WHAT IT MEANS AND WHY IT'S IMPORTANT — With all the talk among the investment community and press about what CVS Caremark should do with its PBM business, it really comes as little surprise that president and CEO Larry Merlo hit the topic head on during Thursday's first-quarter conference call — insisting that there are no plans to split the company.
(THE NEWS: CVS off to ‘good start,’ Merlo says; company committed to PBM biz. For the full story, click here)
Merlo told analysts at the start of the conference call, "Despite conjecture in the marketplace, there are no plans to split up the company. We strongly believe that we have the right assets in place to ensure our long-term success in this changing healthcare environment."
Merlo's comments came on the heels of much chatter among the investment community and press about whether or not CVS Caremark should spin off the PBM business. And some critics have argued that the two divisions of the company are worth more apart than together.
However, those who insist that CVS Caremark's parts are worth more than their sum should take a closer a look at how the various parts of the company's integrated model come together — retail, mail order, PBM, specialty and retail clinics.

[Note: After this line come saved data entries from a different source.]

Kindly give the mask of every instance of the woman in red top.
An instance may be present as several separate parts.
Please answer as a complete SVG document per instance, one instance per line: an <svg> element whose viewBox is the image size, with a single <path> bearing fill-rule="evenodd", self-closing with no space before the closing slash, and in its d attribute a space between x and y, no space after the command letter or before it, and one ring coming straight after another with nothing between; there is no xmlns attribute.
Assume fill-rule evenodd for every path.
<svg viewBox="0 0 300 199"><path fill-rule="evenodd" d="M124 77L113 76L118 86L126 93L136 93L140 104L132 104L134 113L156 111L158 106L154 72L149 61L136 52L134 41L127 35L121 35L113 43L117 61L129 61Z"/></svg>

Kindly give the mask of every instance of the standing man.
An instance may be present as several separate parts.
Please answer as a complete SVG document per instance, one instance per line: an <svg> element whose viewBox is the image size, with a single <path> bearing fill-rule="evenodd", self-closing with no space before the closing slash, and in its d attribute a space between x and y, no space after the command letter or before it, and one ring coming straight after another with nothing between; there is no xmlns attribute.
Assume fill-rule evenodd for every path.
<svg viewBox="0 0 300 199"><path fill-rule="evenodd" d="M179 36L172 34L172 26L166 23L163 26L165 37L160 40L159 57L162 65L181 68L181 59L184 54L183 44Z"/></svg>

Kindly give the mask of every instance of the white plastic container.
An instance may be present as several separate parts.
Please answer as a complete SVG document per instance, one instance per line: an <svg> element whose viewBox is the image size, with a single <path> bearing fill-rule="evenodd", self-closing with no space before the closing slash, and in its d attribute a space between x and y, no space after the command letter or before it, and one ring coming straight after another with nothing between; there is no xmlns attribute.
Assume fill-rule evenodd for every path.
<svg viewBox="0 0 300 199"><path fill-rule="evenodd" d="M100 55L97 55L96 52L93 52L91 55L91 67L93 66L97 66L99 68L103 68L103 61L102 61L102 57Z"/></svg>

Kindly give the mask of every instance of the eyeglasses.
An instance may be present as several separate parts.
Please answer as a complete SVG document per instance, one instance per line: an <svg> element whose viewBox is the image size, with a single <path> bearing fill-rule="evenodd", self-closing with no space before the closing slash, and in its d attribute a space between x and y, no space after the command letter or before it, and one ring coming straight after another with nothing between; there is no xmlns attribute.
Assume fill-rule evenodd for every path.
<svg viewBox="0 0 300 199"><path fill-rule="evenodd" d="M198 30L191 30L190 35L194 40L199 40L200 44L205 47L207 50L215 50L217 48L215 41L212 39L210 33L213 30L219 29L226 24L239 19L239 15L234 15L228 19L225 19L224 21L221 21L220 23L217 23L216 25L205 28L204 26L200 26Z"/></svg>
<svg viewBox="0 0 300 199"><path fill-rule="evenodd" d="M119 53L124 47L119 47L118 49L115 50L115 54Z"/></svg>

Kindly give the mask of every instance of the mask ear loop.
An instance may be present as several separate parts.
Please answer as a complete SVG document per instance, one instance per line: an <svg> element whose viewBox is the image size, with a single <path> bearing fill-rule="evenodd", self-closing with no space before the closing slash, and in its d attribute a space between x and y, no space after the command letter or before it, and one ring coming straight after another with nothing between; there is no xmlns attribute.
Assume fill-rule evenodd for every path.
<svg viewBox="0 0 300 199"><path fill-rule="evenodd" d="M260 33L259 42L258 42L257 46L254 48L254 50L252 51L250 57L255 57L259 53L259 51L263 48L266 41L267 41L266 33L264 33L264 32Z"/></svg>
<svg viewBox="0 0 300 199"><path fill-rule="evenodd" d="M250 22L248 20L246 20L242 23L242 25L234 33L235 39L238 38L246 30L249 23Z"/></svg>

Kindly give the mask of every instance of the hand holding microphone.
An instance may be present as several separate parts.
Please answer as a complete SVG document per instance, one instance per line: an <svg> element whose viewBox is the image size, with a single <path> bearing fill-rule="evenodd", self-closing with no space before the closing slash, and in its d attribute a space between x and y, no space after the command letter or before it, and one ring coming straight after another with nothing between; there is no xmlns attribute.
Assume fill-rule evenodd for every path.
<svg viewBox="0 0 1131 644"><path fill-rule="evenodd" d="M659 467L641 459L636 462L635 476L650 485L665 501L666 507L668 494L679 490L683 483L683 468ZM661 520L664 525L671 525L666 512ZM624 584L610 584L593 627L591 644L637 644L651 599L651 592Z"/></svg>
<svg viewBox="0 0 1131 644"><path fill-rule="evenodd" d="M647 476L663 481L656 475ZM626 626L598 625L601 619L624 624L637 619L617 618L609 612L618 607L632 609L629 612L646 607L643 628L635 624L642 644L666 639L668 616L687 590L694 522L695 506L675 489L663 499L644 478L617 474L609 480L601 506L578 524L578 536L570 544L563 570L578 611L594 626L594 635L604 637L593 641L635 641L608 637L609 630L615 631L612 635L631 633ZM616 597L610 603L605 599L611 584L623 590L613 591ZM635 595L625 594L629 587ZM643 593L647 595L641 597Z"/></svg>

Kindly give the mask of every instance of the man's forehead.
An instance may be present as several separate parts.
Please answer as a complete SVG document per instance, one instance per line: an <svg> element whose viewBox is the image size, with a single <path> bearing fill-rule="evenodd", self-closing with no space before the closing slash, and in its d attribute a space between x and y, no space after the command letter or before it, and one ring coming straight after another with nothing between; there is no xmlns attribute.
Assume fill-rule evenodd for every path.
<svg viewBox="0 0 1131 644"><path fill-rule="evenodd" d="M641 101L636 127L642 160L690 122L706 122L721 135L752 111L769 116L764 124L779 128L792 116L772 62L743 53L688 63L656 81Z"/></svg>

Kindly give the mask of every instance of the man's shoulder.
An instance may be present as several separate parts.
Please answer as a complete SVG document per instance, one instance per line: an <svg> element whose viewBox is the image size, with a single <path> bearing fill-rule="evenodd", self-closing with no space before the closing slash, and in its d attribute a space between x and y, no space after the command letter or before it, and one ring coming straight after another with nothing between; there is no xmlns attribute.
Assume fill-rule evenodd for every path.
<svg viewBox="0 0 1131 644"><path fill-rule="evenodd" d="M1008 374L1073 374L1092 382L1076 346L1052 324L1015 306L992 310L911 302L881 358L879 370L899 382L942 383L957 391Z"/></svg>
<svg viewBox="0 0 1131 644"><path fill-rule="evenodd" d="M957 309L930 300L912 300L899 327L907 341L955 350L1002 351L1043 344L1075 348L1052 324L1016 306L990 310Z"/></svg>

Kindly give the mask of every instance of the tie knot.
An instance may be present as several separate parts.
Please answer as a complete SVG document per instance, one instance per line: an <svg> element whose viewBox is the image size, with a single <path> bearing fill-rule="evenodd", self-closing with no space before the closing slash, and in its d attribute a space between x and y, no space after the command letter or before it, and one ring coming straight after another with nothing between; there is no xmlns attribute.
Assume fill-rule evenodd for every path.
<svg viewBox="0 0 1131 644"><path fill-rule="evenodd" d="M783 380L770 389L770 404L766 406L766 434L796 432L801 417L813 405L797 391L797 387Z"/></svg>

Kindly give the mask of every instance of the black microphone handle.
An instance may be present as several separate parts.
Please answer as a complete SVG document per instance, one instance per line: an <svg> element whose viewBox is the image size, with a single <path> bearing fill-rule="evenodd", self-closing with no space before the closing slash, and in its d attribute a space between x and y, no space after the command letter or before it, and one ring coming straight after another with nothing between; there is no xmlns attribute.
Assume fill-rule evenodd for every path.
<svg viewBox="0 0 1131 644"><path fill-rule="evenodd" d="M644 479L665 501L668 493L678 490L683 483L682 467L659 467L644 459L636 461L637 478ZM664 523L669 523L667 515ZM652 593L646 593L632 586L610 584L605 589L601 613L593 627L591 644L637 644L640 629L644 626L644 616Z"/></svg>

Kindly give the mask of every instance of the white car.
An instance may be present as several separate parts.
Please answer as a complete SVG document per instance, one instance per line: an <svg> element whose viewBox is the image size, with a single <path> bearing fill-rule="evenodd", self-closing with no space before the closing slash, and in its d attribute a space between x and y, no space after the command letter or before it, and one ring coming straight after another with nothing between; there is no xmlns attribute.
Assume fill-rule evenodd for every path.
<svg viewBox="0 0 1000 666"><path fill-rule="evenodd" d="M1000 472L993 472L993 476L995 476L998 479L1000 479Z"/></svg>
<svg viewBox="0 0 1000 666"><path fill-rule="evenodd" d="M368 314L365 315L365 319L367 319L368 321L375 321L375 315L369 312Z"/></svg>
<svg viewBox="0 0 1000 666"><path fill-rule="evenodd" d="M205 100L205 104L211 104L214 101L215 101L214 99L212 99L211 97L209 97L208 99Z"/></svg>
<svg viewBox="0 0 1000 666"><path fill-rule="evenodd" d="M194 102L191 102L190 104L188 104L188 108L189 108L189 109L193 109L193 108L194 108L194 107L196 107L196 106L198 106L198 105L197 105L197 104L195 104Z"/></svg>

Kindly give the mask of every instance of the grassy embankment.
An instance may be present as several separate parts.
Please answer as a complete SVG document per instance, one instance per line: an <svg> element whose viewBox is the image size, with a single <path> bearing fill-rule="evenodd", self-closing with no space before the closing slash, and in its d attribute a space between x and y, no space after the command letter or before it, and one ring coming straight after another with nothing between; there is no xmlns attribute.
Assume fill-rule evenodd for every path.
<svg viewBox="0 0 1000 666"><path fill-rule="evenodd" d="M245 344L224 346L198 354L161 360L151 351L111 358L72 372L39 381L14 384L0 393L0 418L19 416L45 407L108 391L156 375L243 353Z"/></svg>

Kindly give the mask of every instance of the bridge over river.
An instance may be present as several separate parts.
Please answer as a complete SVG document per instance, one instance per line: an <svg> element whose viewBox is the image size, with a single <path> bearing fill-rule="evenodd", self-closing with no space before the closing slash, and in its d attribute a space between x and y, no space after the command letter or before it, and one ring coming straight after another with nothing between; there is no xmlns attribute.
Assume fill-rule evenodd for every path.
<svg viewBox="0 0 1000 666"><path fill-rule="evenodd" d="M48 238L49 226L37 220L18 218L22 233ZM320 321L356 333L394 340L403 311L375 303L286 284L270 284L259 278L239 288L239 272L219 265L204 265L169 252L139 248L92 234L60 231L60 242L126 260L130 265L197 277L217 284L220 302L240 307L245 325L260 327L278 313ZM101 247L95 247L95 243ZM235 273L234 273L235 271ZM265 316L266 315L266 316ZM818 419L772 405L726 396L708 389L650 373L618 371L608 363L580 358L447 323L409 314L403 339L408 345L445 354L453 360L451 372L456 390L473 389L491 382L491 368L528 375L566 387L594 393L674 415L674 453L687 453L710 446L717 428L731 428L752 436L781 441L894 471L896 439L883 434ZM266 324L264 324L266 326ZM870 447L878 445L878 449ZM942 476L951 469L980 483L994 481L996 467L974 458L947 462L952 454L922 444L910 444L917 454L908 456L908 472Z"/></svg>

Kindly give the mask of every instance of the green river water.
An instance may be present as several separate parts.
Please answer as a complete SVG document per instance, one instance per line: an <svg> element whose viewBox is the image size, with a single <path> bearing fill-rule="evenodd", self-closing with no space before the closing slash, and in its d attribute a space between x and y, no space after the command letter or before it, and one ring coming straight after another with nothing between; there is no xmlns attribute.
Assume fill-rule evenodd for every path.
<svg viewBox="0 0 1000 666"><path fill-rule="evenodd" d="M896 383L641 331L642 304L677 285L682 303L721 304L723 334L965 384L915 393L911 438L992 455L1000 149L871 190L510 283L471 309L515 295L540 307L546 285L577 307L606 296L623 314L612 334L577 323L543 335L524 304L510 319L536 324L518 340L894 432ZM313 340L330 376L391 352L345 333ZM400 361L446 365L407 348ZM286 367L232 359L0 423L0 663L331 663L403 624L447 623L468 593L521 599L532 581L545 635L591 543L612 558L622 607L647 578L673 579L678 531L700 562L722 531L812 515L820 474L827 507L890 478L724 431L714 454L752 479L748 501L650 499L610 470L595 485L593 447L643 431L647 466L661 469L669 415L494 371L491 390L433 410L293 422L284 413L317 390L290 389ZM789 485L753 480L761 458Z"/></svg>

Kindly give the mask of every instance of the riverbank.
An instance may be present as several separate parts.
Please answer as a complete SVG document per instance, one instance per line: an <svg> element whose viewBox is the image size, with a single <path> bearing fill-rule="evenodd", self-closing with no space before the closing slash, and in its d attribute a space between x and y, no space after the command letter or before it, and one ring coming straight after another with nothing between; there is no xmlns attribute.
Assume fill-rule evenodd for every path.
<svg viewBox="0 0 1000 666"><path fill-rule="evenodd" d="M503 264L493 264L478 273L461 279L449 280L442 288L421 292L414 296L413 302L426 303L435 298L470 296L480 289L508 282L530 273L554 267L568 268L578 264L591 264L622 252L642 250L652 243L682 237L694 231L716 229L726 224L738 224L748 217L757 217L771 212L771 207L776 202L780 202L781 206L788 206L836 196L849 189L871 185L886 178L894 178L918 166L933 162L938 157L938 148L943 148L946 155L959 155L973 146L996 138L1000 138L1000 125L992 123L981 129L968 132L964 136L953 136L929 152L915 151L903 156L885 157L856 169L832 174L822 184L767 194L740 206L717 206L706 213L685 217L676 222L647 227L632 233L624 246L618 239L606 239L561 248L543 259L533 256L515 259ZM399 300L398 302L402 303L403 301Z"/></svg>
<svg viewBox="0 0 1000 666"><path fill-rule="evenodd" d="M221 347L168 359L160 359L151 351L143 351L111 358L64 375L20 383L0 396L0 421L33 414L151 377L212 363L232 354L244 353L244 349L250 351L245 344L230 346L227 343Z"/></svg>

Each component complements the others, and the PBM is a big part.
Echoing this sentiment, J.P. Morgan issued a report in March — on the fourth anniversary of the CVS Caremark merger — that stated: "In our view, the strategy behind the merger is not inherently flawed, and we believe that Caremark has proven to be a valued asset to the retail pharmacy operation. As such, we think it is unlikely the company would voluntarily spin off the Caremark asset in the near term. That said, while some have argued in favor of separating the two companies to unlock value, we note that a sale would likely have sizeable FTC concerns, while a spin has the potential for negative synergies on both segments."